Le temps de sélection de variétés combinant tous les atouts devrait être réduit d’un tiers
En 8 ans, les travaux de PEAMUST ont permis d’aller plus loin grâce au phénotypage et au génotypage de larges panels de variétés et ressources génétiques de pois et de féverole. Ils ont permis de localiser avec précision les régions du génome impliquées dans la résistance aux stress climatiques et biologiques et d’évaluer comment les combiner. Bonne nouvelle : aucun effet antagoniste entre ces différents gènes n’a été mis en évidence à ce jour. Les recherches se poursuivent pour le confirmer. La sélection génomique, fondée sur une lecture complète du génome permet d’avancer beaucoup plus vite pour identifier les individus réunissant les gènes intéressants. Parmi eux, les gènes qui contrôlent l’architecture de la plante, la tolérance à la sécheresse, au gel, la résistance à la pourriture racinaire et aux pucerons chez le pois, ainsi que la résistanceà la bruche chez la féverole. Le temps de sélection pour obtenir de nouvelles variétés les intégrant devrait être ainsi réduit d’un tiers.
Les chercheurs comparent le pois et la féverole pour identifier les régions génomiques qui pourraient être similaires entre les deux espèces. En particulier, la féverole est résistante à Aphanomyces euteiches et sa culture est recommandée en alternance à celle du pois, sachant qu’il faut environ 6- 8 ans sans pois pour limiter le potentiel infectieux d’une parcelle contaminée par ce parasite. Avec l’aide d’outils bioinformatiques, les chercheurs veulent développer une nouvelle méthode pour cumuler les gènes d’intérêt dans un processus de sélection basé sur des marqueurs. Leur but : créer de nouveaux géniteurs combinant les résistances à des stress multiples, adaptés à des systèmes de cultures agroécologiques.
Par ailleurs une thèse est en cours sur les associations avec les céréales : il s’agit d’identifier les meilleurs partenaires et d’explorer la variabilité génétique sur ce critère chez le pois. Le travail porte sur les types variétaux et les caractéristiques agronomiques favorables.
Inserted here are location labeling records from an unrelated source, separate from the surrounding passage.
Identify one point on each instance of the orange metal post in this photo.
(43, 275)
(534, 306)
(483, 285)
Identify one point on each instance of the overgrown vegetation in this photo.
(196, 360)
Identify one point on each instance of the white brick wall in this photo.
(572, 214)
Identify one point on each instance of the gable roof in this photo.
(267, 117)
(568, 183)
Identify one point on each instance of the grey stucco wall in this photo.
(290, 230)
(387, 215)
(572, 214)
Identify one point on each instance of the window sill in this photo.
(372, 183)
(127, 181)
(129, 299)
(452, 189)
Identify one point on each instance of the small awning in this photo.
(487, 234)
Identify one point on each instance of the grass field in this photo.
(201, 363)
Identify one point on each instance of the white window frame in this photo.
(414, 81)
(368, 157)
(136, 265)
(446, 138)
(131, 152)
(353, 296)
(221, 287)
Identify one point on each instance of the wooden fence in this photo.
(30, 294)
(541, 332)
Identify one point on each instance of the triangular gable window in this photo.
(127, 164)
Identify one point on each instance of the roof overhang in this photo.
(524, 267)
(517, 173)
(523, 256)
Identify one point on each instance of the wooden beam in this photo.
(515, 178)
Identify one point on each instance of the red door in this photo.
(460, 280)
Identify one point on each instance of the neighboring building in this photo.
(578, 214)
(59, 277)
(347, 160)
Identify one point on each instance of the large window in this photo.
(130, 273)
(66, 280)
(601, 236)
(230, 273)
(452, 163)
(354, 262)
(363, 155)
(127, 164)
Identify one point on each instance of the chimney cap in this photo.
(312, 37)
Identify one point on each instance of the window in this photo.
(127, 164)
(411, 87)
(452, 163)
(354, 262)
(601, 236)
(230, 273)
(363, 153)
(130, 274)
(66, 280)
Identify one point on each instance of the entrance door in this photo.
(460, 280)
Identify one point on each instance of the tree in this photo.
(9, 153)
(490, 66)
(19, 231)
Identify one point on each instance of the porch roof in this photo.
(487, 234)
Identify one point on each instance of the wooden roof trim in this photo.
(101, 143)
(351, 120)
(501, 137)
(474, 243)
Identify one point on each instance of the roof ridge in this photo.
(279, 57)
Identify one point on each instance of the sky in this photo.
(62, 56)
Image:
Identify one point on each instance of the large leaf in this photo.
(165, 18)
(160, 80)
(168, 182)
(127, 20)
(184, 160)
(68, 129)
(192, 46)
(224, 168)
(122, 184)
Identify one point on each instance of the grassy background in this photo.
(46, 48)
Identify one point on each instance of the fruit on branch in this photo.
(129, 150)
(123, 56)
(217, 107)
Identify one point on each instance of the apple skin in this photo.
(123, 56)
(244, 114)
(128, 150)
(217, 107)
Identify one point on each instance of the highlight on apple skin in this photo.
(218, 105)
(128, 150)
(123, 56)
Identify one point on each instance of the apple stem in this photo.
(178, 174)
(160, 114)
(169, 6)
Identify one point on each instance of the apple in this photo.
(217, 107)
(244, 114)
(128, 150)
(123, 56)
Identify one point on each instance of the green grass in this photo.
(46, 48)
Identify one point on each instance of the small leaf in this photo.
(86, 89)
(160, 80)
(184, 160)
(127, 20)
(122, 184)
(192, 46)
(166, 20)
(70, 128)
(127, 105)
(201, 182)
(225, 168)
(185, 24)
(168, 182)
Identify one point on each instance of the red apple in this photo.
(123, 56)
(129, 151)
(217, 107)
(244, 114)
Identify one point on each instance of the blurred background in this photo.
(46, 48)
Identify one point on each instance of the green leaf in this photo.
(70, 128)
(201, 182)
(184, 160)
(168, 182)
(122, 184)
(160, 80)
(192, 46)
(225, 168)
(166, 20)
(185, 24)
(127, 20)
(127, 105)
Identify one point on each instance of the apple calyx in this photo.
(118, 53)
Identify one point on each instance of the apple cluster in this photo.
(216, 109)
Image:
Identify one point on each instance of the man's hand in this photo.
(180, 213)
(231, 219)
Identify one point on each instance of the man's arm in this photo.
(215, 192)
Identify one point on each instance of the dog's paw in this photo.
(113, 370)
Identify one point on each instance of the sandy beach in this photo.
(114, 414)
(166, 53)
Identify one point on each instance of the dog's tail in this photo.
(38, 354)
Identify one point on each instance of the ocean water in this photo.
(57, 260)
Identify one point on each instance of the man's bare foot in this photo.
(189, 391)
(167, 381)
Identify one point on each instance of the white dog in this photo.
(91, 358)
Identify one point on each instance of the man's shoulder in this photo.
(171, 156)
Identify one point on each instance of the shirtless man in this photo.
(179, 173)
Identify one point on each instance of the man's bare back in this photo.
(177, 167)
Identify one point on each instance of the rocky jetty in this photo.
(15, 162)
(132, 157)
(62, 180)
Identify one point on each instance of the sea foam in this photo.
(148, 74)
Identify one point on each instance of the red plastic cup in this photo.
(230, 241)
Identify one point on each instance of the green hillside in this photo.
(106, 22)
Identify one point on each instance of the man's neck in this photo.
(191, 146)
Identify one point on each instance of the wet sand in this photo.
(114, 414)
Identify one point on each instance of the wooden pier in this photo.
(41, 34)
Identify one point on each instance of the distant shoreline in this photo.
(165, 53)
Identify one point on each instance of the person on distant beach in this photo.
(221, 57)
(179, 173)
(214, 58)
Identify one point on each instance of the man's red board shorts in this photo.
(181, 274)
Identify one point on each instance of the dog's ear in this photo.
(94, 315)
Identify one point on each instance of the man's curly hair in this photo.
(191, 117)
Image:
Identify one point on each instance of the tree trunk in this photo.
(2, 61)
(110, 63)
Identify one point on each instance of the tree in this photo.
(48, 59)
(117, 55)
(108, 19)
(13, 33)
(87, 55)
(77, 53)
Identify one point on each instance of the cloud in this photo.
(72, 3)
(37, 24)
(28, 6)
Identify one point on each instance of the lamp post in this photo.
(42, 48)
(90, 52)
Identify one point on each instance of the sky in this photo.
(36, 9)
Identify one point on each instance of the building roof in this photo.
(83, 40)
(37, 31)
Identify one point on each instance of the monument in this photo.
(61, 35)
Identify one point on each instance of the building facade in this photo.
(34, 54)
D’ores et déjà, on sait que le pois d’hiver "classique", plus précoce, se synchronise mieux avec l’orge, le pois d’hiver réactif à la photopériode avec le blé, tandis que la féverole, bien que plus tardive, a une hauteur qui s’accorde mieux avec le triticale. Ces associations permettent d’obtenir un taux de protéines plus élevé dans la céréale associée.
* Endurcissement : pour résister aux températures gélives, certaines plantes modifient leurs caractéristiques physico-chimiques afin de maintenir le fonctionnement cellulaire et d’abaisser la température à laquelle l’eau de leurs cellules se transforme en glace. Ce processus exige cependant une exposition préalable assez longue à de faibles températures positives.
** Biocontrole : ensemble de méthodes de protection des cultures basées sur l’utilisation d’organismes vivants ou de substances naturelles.